Friday, May 27, 2005


Biology meets Molecular Electronics

It has long been the intention of serious nanotechnology researchers to call inspiration, not from the macro world we inhabit, but from the world of cellular biology. This process has lead to many of the great breakthroughs in Nanotechnology over the last few years for example molecular motors based on ATP-synthase. The role of biology in Nanotechnology is the central theme of Richard Jones Soft Machines book and is discussed in depth in his own weblog.
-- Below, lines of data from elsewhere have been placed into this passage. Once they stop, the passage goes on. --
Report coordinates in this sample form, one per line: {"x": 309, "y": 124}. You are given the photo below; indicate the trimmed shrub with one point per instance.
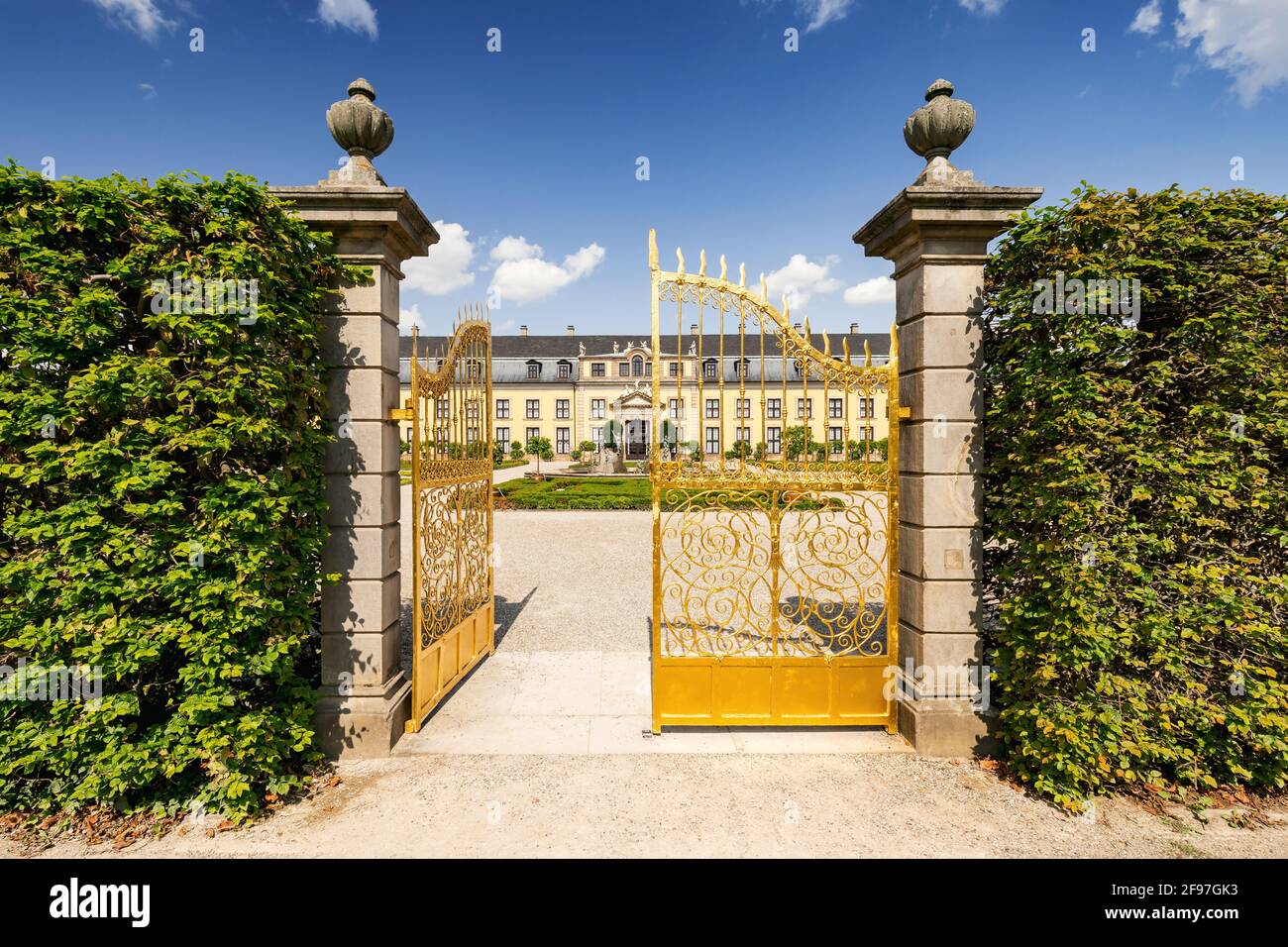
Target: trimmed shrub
{"x": 161, "y": 495}
{"x": 1136, "y": 486}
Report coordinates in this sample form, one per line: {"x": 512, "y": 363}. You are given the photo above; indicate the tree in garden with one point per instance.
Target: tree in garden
{"x": 540, "y": 449}
{"x": 1134, "y": 484}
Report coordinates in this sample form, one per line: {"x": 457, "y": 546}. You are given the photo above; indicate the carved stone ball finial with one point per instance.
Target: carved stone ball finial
{"x": 357, "y": 125}
{"x": 938, "y": 128}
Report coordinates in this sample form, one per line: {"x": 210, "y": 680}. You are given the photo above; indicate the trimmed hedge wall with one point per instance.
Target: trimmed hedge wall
{"x": 1136, "y": 495}
{"x": 161, "y": 491}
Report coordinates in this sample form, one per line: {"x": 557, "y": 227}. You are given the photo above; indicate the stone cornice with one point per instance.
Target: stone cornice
{"x": 385, "y": 219}
{"x": 971, "y": 213}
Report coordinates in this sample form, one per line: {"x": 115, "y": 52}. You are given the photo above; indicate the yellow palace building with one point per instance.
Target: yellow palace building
{"x": 715, "y": 389}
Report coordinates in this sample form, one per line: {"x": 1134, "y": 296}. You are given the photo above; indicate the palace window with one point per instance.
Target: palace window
{"x": 774, "y": 440}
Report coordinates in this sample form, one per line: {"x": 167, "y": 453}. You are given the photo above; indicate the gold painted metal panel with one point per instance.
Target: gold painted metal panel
{"x": 451, "y": 479}
{"x": 774, "y": 578}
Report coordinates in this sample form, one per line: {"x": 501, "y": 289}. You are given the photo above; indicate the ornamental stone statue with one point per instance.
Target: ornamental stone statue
{"x": 936, "y": 129}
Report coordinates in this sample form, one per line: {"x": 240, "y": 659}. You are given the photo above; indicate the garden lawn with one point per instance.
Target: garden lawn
{"x": 579, "y": 493}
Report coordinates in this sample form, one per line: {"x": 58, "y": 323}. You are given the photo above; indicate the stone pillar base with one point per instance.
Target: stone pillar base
{"x": 947, "y": 727}
{"x": 362, "y": 725}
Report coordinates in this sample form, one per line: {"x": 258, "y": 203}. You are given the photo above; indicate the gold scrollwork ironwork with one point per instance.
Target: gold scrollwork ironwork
{"x": 451, "y": 480}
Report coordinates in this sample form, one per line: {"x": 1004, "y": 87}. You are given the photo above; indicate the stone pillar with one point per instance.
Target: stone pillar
{"x": 365, "y": 697}
{"x": 936, "y": 234}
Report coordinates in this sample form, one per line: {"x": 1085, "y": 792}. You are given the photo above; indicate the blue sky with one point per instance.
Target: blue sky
{"x": 528, "y": 157}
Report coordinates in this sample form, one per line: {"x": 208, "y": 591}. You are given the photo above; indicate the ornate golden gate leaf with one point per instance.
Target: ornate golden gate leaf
{"x": 451, "y": 478}
{"x": 774, "y": 577}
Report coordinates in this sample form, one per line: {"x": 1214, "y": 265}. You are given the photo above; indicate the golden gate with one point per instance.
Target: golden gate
{"x": 774, "y": 579}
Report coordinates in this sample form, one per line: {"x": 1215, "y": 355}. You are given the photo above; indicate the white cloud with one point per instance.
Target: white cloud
{"x": 138, "y": 16}
{"x": 352, "y": 14}
{"x": 447, "y": 266}
{"x": 987, "y": 7}
{"x": 1247, "y": 39}
{"x": 1147, "y": 18}
{"x": 823, "y": 12}
{"x": 522, "y": 274}
{"x": 515, "y": 249}
{"x": 800, "y": 279}
{"x": 876, "y": 290}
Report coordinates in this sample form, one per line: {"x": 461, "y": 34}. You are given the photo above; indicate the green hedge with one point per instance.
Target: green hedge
{"x": 160, "y": 491}
{"x": 1136, "y": 495}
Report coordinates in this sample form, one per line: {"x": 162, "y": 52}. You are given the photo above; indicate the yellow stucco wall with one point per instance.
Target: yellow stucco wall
{"x": 587, "y": 390}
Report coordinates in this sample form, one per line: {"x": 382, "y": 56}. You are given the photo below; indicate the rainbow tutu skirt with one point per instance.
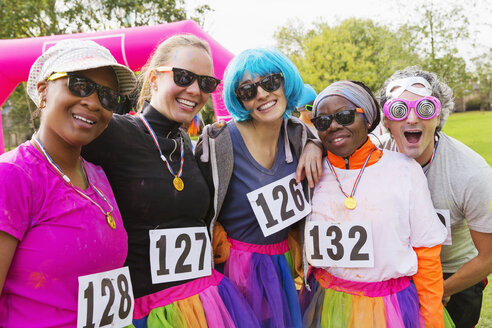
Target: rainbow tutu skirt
{"x": 263, "y": 275}
{"x": 212, "y": 301}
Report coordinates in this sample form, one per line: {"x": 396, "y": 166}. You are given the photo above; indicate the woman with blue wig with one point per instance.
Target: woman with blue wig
{"x": 251, "y": 164}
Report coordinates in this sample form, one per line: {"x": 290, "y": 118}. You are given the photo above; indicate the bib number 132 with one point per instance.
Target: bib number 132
{"x": 279, "y": 204}
{"x": 345, "y": 245}
{"x": 105, "y": 299}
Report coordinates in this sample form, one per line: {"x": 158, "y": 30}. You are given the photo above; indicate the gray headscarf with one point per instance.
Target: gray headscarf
{"x": 353, "y": 93}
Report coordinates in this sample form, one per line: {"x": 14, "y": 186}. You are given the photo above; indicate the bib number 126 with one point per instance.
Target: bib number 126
{"x": 345, "y": 245}
{"x": 105, "y": 299}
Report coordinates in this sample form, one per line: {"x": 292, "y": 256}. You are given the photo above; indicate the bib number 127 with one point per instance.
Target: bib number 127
{"x": 105, "y": 299}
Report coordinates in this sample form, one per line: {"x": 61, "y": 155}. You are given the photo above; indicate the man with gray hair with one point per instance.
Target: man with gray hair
{"x": 415, "y": 106}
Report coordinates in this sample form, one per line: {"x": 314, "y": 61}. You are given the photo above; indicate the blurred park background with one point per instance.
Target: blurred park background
{"x": 440, "y": 38}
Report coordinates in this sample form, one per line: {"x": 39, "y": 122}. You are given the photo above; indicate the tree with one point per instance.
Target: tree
{"x": 355, "y": 49}
{"x": 483, "y": 79}
{"x": 30, "y": 18}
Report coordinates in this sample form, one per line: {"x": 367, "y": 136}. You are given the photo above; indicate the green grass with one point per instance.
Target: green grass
{"x": 486, "y": 314}
{"x": 474, "y": 129}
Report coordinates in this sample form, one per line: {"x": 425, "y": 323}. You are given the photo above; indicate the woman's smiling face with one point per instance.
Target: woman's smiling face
{"x": 339, "y": 139}
{"x": 265, "y": 106}
{"x": 414, "y": 136}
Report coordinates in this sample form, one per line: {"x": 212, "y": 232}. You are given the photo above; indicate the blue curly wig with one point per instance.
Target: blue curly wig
{"x": 261, "y": 62}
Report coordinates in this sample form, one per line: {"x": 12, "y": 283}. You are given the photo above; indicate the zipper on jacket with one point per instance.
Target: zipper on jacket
{"x": 347, "y": 167}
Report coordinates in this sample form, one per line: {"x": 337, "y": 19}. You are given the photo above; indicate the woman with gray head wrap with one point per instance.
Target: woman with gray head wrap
{"x": 355, "y": 92}
{"x": 381, "y": 201}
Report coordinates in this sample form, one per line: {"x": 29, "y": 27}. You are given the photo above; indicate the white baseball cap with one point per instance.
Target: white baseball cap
{"x": 73, "y": 55}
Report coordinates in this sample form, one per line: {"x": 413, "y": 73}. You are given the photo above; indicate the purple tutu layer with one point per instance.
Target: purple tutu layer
{"x": 339, "y": 306}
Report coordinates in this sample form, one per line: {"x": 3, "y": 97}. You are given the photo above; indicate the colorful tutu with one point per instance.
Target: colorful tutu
{"x": 264, "y": 277}
{"x": 212, "y": 301}
{"x": 334, "y": 302}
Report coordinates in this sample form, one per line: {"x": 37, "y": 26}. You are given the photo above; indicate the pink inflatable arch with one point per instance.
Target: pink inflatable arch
{"x": 130, "y": 46}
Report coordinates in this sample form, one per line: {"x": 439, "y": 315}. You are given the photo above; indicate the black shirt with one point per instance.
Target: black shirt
{"x": 143, "y": 185}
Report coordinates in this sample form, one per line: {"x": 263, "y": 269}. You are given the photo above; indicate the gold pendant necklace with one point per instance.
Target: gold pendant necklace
{"x": 177, "y": 181}
{"x": 350, "y": 202}
{"x": 109, "y": 218}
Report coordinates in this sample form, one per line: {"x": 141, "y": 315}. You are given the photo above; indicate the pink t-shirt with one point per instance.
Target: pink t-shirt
{"x": 61, "y": 236}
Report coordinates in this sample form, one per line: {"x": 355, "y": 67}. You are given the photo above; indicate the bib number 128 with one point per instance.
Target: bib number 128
{"x": 105, "y": 299}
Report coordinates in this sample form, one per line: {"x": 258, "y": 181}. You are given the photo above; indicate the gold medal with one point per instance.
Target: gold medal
{"x": 350, "y": 203}
{"x": 110, "y": 220}
{"x": 178, "y": 183}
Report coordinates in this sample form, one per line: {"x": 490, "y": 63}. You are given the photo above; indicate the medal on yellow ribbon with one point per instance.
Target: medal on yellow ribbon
{"x": 350, "y": 203}
{"x": 178, "y": 183}
{"x": 110, "y": 220}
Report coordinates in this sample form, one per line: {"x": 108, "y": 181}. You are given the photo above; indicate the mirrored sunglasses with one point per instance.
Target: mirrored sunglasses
{"x": 344, "y": 117}
{"x": 398, "y": 109}
{"x": 184, "y": 78}
{"x": 81, "y": 86}
{"x": 269, "y": 83}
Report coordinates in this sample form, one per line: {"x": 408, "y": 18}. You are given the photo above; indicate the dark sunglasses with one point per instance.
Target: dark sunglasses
{"x": 81, "y": 86}
{"x": 184, "y": 78}
{"x": 307, "y": 107}
{"x": 345, "y": 117}
{"x": 269, "y": 83}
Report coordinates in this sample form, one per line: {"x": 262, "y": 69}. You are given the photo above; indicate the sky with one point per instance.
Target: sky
{"x": 242, "y": 24}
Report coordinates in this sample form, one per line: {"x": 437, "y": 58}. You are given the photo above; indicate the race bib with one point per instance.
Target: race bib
{"x": 346, "y": 244}
{"x": 446, "y": 220}
{"x": 179, "y": 254}
{"x": 105, "y": 299}
{"x": 279, "y": 204}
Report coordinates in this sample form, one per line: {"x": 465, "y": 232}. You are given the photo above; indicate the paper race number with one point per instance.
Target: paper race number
{"x": 345, "y": 244}
{"x": 105, "y": 299}
{"x": 179, "y": 254}
{"x": 279, "y": 204}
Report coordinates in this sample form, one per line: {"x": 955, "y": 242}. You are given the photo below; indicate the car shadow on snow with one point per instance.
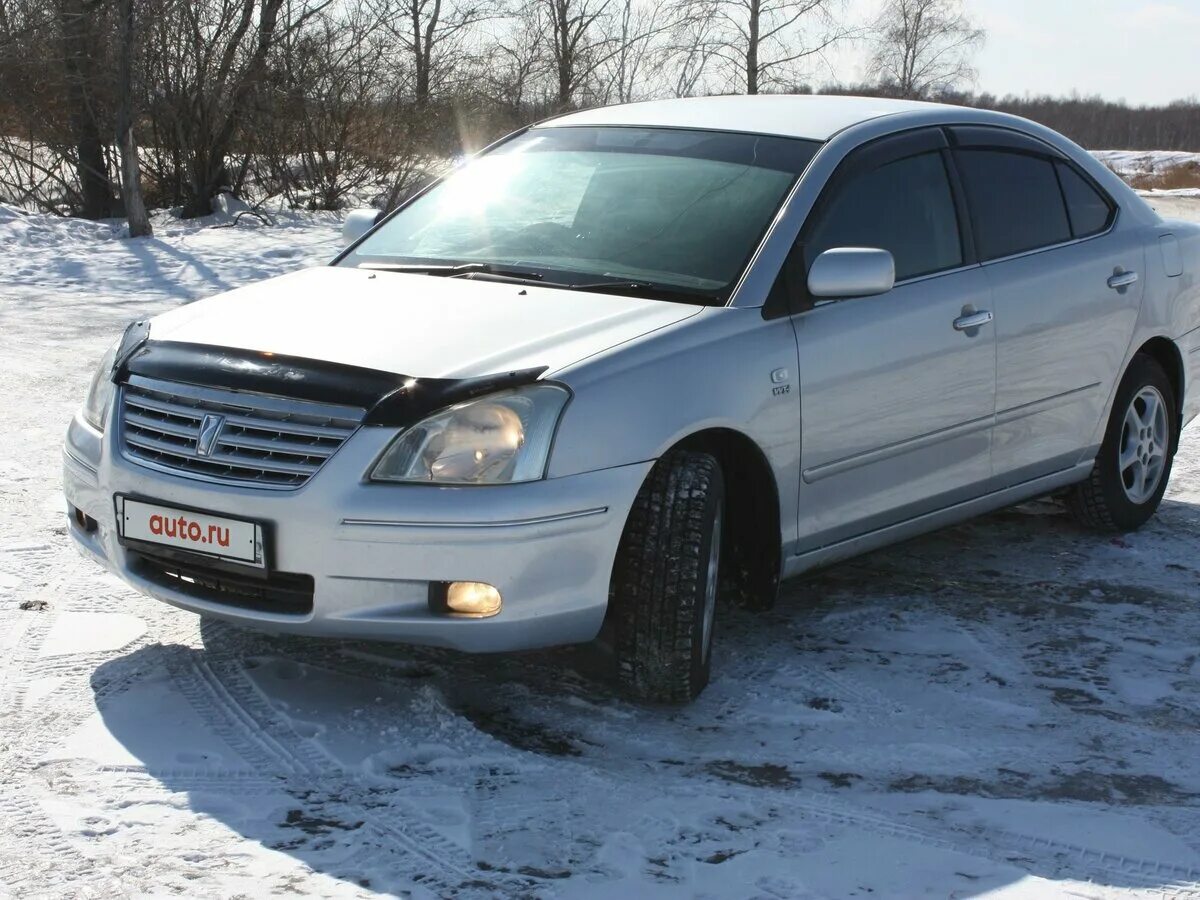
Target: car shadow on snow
{"x": 1033, "y": 712}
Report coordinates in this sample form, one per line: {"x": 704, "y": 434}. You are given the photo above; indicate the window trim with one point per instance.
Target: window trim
{"x": 875, "y": 155}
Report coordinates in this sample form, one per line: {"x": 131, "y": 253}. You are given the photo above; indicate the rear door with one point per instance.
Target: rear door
{"x": 897, "y": 400}
{"x": 1065, "y": 291}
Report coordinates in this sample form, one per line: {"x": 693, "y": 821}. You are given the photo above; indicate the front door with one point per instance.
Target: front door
{"x": 897, "y": 391}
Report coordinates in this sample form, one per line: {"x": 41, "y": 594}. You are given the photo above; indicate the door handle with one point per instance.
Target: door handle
{"x": 969, "y": 322}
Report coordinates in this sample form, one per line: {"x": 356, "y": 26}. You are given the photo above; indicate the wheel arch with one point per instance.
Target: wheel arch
{"x": 1167, "y": 353}
{"x": 753, "y": 545}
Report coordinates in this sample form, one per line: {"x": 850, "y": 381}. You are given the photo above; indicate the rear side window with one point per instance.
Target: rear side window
{"x": 1090, "y": 211}
{"x": 1015, "y": 202}
{"x": 904, "y": 207}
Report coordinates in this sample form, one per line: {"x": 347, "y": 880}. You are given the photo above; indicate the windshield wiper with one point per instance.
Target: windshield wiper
{"x": 649, "y": 289}
{"x": 451, "y": 270}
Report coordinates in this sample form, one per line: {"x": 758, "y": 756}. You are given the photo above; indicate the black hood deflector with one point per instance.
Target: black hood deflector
{"x": 391, "y": 400}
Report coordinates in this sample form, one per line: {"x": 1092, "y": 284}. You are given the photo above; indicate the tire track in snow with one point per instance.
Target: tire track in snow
{"x": 234, "y": 711}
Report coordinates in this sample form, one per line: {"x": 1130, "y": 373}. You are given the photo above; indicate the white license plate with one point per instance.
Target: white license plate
{"x": 195, "y": 532}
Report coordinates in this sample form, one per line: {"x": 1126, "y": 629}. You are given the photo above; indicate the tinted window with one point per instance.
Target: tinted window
{"x": 1015, "y": 202}
{"x": 576, "y": 205}
{"x": 1089, "y": 209}
{"x": 904, "y": 207}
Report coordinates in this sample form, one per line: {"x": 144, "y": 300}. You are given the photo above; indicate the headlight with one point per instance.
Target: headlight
{"x": 101, "y": 390}
{"x": 496, "y": 439}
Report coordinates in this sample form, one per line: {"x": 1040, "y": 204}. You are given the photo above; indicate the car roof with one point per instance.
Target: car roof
{"x": 805, "y": 115}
But now the world of biology is encroaching into the field of molecular electronics, a branch of nanotechnology that had previously been teh domain of physicists and organic chemists. Bob Willett and colleagues at Bell Labs have measured how different amino acids adhere to the various types of materials that are used to make electronic devices (Proc. Natl. Acad. Sci. to be published). The Bell Labs team then went on to design an inorganic nanostructure that was capable of selectively binding to a particular sequence of amino acids.

"Our results demonstrate a surprisingly large range of adhesion interactions," says Willett. "The adhesion maps are an empirical tool for attempting to understand certain molecular interactions with inorganic surface states and, perhaps more importantly, provide an empirical guide for building nanostructures that are hybrids of peptide-based materials and inorganics."